Swarm from OpenAI - Routines, Handoffs, and Agents explained (with code)

Swarm from OpenAI - Routines, Handoffs, and Agents explained (with code)

Open AI has just come up with a Python framework called Swarm. They’ve clearly mentioned that it’s an experimental and educational framework that is lightweight. It's intended to be a multi-agent orchestration framework. They have also mentioned that it’s experimental and it’s not intended to be used in production.

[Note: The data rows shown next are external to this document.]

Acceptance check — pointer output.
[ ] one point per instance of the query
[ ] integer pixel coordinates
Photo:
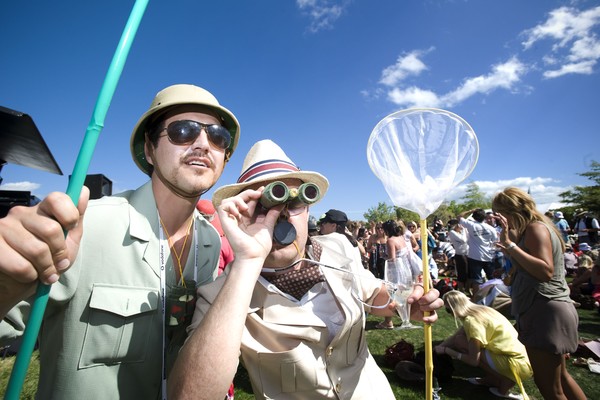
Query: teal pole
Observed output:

Therefore it has no official support which means we cannot send any PRs as they won’t be reviewed and merged.

Why Swarm?

The primary goal of Swarm is to showcase the handoff and routines pattern explored and explained in the orchestrating AI agents handoff and routines cookbook. The cookbook introduces the notion of routines and handoffs. It clearly walks us through the implementation and shows how multiple agents can be defined and orchestrated in a simple, powerful, and controllable way. Swarm is the sample repository they have created to demonstrate the idea of routines and handoffs!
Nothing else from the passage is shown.